Apart from this, the Court also permitted Reserve Bank of India for extension of cheque validity, in light of the ongoing COVID-19 pandemic.
Senior Advocate V Giri appeared on behalf of RBI. He told the bench that he had circulated a note under Section 138 of the Negotiable Instruments Act, regarding the validity of a cheque, as directed on the previous hearing.
Citing Section 35A of the Banking Regulation Act, CJI Bobde had stated during the last hearing that it is inappropriate for the Court to interfere in matters relating to such deadline, hence, it would be up to the RBI to decide on the extension of the deadline for the validity of cheques.
Earlier on 7 July 2020, Senior Advocate V. V. Giri appeared before the Court in this matter and submitted that RBI was looking to clarify the cheque validity which had been reduced to 3 months from 6 months. He also sought permission to make submissions on behalf of RBI in a one-page note dealing with the question limited to the validity of cheques.

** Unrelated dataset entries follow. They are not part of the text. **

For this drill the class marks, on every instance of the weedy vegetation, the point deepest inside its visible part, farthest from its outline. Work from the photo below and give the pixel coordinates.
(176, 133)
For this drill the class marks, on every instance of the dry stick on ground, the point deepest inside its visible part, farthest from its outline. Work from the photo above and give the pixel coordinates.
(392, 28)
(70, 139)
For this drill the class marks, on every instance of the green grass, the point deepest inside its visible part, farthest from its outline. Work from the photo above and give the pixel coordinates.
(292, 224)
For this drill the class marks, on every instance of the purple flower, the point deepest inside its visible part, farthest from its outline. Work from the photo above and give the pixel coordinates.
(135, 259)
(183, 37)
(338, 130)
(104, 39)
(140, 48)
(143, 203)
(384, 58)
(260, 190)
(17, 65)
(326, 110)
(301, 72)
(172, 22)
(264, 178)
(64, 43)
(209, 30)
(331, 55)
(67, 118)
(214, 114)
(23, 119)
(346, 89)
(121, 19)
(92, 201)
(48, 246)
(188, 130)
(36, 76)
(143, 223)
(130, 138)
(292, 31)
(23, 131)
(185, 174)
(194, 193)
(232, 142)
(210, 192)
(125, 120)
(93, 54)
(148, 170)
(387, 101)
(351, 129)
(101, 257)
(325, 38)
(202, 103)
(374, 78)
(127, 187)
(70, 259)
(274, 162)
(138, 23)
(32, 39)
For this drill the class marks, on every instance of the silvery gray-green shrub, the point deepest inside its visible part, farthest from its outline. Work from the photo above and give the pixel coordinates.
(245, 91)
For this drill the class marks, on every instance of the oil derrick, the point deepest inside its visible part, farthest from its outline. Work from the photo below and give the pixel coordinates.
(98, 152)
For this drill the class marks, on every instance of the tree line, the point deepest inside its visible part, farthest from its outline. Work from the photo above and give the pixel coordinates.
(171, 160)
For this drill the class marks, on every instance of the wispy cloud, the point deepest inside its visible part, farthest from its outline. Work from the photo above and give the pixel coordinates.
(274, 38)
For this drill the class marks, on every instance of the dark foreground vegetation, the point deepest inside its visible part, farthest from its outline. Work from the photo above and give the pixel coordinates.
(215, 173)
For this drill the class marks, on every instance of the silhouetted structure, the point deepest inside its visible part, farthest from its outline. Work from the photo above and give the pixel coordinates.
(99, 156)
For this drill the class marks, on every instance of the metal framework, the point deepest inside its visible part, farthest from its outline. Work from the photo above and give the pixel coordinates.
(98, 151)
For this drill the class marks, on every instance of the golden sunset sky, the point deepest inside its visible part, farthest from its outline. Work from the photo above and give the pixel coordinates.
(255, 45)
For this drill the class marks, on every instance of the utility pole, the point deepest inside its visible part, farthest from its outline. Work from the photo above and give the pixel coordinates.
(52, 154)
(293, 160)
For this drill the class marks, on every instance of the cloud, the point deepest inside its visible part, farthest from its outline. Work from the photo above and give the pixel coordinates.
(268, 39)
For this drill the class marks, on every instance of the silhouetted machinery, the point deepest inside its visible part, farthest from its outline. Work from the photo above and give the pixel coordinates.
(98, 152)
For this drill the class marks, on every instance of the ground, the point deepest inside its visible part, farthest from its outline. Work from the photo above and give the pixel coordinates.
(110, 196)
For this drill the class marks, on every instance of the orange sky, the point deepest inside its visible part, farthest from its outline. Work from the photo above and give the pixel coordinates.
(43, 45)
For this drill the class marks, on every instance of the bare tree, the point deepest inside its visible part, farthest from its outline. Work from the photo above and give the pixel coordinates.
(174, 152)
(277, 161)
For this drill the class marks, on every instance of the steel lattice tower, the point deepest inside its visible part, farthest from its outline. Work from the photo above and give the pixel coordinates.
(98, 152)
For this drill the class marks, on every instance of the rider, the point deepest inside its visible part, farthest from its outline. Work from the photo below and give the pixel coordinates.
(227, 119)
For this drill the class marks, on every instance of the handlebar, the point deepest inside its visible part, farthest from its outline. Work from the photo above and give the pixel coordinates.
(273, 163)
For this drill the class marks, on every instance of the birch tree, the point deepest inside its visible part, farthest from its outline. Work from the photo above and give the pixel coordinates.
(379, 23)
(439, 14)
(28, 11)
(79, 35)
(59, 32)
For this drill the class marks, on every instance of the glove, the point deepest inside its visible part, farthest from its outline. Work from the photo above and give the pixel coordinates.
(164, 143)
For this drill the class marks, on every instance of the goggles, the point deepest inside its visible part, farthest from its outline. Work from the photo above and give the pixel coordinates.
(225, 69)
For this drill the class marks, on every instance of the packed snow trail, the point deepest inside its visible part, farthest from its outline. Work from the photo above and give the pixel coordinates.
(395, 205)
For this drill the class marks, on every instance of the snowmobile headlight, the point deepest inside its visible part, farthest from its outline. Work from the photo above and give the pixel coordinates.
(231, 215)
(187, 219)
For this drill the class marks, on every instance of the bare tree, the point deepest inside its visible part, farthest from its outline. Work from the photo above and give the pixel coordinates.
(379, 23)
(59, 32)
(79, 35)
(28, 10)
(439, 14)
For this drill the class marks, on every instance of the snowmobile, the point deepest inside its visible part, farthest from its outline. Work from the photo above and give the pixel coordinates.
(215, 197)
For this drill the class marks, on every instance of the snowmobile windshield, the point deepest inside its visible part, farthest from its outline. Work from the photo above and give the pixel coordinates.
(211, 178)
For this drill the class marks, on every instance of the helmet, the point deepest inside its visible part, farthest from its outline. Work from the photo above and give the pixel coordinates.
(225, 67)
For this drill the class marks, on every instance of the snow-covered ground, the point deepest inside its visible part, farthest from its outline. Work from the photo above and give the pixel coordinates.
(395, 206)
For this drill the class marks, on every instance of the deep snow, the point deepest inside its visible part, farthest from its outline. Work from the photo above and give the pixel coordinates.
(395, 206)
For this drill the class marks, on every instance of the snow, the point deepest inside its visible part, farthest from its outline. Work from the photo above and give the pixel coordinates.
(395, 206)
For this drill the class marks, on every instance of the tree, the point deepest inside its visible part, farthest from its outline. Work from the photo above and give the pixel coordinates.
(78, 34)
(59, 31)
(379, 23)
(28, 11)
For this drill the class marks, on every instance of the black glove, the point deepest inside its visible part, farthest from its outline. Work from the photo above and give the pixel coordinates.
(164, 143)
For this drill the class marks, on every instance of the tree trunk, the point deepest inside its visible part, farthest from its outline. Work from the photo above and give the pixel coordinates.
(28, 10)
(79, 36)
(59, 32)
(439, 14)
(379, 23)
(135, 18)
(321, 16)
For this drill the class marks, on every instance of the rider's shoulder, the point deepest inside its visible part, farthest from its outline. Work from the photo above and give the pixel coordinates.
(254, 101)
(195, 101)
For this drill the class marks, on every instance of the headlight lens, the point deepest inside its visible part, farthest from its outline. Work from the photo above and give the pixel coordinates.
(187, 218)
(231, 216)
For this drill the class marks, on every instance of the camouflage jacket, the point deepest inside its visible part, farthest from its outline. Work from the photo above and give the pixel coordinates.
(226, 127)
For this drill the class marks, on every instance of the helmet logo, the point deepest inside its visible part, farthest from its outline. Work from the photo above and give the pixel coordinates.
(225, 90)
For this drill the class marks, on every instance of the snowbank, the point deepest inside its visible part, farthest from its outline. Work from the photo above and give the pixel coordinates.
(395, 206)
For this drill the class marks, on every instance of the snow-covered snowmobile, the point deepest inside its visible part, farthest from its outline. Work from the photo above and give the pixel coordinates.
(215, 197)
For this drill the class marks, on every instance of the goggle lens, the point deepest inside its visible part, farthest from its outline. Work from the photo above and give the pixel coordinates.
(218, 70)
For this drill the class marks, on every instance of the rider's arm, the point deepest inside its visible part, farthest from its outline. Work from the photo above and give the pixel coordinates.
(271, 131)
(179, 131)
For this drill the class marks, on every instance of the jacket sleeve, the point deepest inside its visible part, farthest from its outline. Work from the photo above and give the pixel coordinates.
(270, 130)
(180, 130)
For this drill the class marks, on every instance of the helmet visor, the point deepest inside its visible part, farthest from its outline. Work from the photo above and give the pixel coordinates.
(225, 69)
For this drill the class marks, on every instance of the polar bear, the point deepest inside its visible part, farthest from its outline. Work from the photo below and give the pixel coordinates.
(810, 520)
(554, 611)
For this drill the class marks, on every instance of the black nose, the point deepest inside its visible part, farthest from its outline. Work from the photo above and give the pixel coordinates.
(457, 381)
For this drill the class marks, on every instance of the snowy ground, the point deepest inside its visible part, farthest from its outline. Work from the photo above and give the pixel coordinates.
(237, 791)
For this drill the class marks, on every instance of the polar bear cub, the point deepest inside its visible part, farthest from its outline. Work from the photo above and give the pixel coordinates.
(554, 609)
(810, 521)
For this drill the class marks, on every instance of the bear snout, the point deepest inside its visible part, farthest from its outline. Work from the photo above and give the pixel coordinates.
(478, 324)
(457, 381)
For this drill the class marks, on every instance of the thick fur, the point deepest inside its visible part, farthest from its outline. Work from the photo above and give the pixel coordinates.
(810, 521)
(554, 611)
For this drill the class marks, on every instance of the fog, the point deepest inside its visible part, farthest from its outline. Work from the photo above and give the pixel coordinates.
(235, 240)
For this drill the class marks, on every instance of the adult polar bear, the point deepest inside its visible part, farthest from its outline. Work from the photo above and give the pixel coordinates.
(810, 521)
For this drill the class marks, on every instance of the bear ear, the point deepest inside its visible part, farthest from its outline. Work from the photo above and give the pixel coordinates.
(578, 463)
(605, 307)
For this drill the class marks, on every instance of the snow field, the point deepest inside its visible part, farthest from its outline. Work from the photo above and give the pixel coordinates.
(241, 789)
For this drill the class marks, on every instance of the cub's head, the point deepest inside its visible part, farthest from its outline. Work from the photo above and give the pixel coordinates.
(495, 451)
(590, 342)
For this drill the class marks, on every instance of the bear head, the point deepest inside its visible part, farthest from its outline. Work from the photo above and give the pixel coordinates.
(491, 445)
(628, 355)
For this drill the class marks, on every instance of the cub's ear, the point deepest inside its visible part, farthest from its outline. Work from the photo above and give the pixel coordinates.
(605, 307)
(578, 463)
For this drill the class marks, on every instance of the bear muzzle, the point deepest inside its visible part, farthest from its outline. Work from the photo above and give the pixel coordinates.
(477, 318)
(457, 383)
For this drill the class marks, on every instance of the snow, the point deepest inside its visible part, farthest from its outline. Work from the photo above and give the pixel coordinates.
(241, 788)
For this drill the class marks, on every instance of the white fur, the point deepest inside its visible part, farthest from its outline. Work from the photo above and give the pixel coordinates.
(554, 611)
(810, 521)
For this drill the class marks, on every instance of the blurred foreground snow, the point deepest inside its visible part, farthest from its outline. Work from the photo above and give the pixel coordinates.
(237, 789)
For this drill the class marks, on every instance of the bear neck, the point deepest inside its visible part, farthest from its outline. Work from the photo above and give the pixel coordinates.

Subsequently on 10 July 2020, a consolidated reply was filed by AG on behalf of the UoI detailing its stand on several IA’s with respect to limitations pertaining to Section 29A and 23(4) of the Arbitration and Conciliation Act, 1996, Section 12A of the Commercial Courts Act, 2015, Service of all notices, summons and exchanges of pleadings, Clarification with regard to the earlier order dated 23 March 2020 and Extension of limitation under Section 138 of the Negotiable Instruments Act, 1881.
AG Venugopal said that the period for delivering Arbitral Award (1 year) is not a limitation period as such, and can be extended due to the COVID-19 pandemic under Section 29A till further orders. The same would apply to service of statutory notices, summons, and pleadings, he added.
The IA filed by HDFC Bank stated that in case the extension period is increased, the bank will have to take Letters of Acknowledgement (LADs) from thousands of borrowers, where the limitation is already expired during the lockdown or is about to expire, to which the Union replied that the entire period of lockdown should be excluded in such cases.
Citing the order passed in Harsh Nitin Gokhale vs. RBI, the Union mentioned that RBI was the only appropriate body to deal with matters regarding extension of limitation under Section 138 of the Negotiable Instruments Act, 1881.
Commenting on the deadline for pre-mediation settlement, the Court ordered that as per Section 12A of the Commercial Courts Act, 2015, the limitation for pre-mediation settlement will be extended till 45 days after the lockdown ends.